Harry knew that was true. He nodded to the door.
”Now it’s my turn.”

While searching, he had closed his eyes and found “Constanze Mozart”. The wife of the immortal composer. However, he preferred the “Lake of Constance” offered by the search engine. On YouTube he found a blurred video clip. Three boys tried to walk on the water. Following the great example. Some transparent plastic boxes floated on the sea - with the opening turned downwards so that air accumulated in the cavities. Good in theory, unsuitable in practice. The performance fell into the water. Not a ratings hit on YouTube, but a good template for Harry.

In his story, the boys didn’t fall into the water, but balanced on the boxes until they were swallowed up in a sudden wall of fog. The world never saw again the boys.
Three spectators witnessed the event. They portrayed it differently. An old lady in a wheelchair swore that she had seen the outlines of three sails in the fog, perhaps of a three-mast barque. The ship had disappeared from the smooth sea as the fog cleared. The niece of the old lady who was pushing her wheelchair remembered that she could see oscillating lights in different colours in the haze. She had seen something similar in the series “Spaceship Enterprise”.
A young man reported that there was nothing to see except fog, neither sails nor lights. But he also had an interesting theory. "Cui bono?" he asked. Who kidnapped the boys and profited most? Perhaps they were gifted hackers with valuable experience in the cyber war. Which friendly or opposing secret service would be interested in their algorithms?

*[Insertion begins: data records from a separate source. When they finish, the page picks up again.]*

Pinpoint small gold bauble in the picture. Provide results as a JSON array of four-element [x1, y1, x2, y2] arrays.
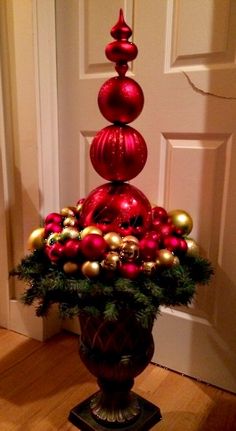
[[27, 227, 45, 250], [104, 232, 121, 250], [141, 261, 156, 277], [63, 216, 78, 227], [101, 251, 120, 271], [168, 210, 193, 235], [121, 235, 139, 244], [80, 226, 102, 239], [185, 238, 200, 257], [60, 207, 76, 217], [81, 260, 100, 278], [120, 241, 139, 262], [63, 262, 79, 274], [156, 248, 174, 267], [46, 232, 62, 245], [61, 226, 80, 239]]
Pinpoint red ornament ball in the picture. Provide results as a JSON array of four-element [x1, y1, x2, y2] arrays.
[[90, 125, 147, 181], [119, 262, 140, 280], [81, 183, 152, 238], [98, 76, 144, 124], [81, 233, 107, 260]]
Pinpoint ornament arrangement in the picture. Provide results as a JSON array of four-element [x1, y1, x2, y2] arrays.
[[13, 11, 213, 326]]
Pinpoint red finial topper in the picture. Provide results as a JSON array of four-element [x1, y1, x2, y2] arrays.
[[105, 9, 138, 76]]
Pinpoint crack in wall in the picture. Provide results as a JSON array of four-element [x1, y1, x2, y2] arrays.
[[183, 72, 236, 100]]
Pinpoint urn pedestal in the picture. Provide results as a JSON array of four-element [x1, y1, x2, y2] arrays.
[[69, 312, 161, 431]]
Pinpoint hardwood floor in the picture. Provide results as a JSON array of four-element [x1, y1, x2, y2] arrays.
[[0, 329, 236, 431]]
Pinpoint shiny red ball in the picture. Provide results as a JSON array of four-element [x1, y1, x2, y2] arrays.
[[139, 237, 158, 261], [81, 183, 152, 238], [90, 125, 147, 181], [119, 262, 140, 280], [98, 76, 144, 124], [81, 233, 107, 260], [152, 206, 168, 223], [46, 242, 64, 263], [44, 223, 62, 238]]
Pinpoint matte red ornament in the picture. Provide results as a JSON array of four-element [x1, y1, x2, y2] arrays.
[[80, 233, 107, 260], [98, 76, 144, 124], [90, 125, 147, 181], [119, 262, 140, 280], [44, 213, 64, 224], [81, 183, 152, 238]]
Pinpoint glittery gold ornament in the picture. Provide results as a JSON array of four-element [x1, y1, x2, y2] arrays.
[[168, 210, 193, 235], [81, 260, 100, 278], [185, 238, 200, 256], [104, 232, 121, 250], [60, 207, 76, 217], [156, 248, 174, 267], [80, 226, 102, 239], [121, 235, 139, 244], [46, 232, 62, 245], [120, 241, 139, 262], [63, 216, 78, 227], [101, 251, 120, 271], [28, 227, 45, 250], [141, 261, 156, 277], [63, 262, 79, 274], [61, 226, 80, 239]]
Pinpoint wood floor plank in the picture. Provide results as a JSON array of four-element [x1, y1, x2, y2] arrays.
[[0, 329, 236, 431]]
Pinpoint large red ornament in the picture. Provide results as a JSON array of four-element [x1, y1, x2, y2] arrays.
[[98, 76, 144, 124], [81, 183, 151, 238], [90, 126, 147, 181]]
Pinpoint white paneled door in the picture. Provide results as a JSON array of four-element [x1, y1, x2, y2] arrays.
[[56, 0, 236, 392]]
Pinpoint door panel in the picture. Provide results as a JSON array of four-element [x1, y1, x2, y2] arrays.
[[56, 0, 236, 391]]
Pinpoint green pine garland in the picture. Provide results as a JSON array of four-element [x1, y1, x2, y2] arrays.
[[11, 250, 213, 327]]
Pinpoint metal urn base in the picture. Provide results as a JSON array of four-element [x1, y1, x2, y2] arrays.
[[69, 392, 161, 431], [69, 312, 161, 431]]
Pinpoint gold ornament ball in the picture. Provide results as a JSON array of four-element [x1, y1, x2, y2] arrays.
[[101, 251, 120, 271], [168, 210, 193, 235], [104, 232, 121, 250], [141, 261, 156, 277], [120, 241, 139, 262], [185, 238, 200, 257], [80, 226, 102, 239], [27, 227, 45, 250], [121, 235, 139, 244], [61, 207, 76, 217], [63, 262, 79, 274], [156, 248, 174, 268], [81, 260, 100, 278], [61, 226, 80, 239]]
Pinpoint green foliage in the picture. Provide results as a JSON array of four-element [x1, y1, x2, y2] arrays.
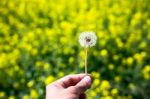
[[0, 0, 150, 99]]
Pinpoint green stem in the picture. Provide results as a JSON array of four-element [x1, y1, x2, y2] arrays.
[[85, 48, 88, 74]]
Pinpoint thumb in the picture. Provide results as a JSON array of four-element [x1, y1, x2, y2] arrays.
[[69, 76, 91, 94]]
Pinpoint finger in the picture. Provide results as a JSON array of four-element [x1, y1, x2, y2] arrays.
[[57, 74, 89, 88], [68, 76, 91, 95]]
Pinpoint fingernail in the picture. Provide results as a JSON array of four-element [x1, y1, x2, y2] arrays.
[[84, 76, 91, 85]]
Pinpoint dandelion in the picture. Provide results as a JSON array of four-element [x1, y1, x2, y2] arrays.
[[79, 31, 97, 73]]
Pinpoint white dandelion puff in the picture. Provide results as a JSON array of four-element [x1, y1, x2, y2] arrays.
[[79, 31, 97, 48], [79, 31, 97, 74]]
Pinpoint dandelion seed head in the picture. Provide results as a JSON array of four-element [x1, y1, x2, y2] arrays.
[[79, 31, 97, 48]]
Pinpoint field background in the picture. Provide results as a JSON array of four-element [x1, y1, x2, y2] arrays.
[[0, 0, 150, 99]]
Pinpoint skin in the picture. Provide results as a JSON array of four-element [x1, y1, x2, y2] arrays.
[[46, 74, 91, 99]]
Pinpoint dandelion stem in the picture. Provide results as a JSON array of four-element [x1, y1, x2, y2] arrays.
[[85, 48, 88, 74]]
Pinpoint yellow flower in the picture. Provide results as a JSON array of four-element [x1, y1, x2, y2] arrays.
[[30, 89, 39, 99], [27, 80, 34, 87], [142, 65, 150, 80], [100, 49, 108, 57], [100, 80, 111, 90]]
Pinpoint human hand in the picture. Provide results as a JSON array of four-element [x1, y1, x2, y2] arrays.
[[46, 74, 91, 99]]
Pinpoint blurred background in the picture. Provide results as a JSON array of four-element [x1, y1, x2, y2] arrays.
[[0, 0, 150, 99]]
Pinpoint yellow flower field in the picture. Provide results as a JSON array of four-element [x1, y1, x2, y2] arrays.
[[0, 0, 150, 99]]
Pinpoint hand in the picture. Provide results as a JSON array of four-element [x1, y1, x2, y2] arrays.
[[46, 74, 91, 99]]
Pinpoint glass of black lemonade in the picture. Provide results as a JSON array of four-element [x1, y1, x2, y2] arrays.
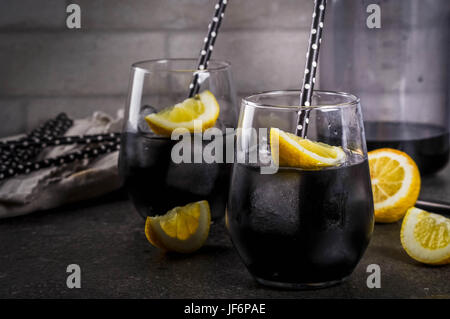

Simone read the story. “You still don’t have a punch line,” she was pleased.
“I can leave it to the reader, can’t I?”
“No way,” she protested, “everyone feels abandoned. There must be another firecracker. Something that matches well with going for water?"

Harry thought hard.
“What do you think: A vain politician, whose self-overestimation was legendary, thanked God for endowing him with so many unprecedented talents - except one he didn’t have yet: he couldn’t walk on water. God was gracious, granted the request, and the statesman could henceforth walk the waves.
Two anglers, who knew the politician from the media but did not like him, watched the spectacle frowning. One said to the other: See, he can’t even swim!”

Simone shook her head. “Why do we always talk about the mother of all fake news? Vain overconfidence - that’s a male privilege.”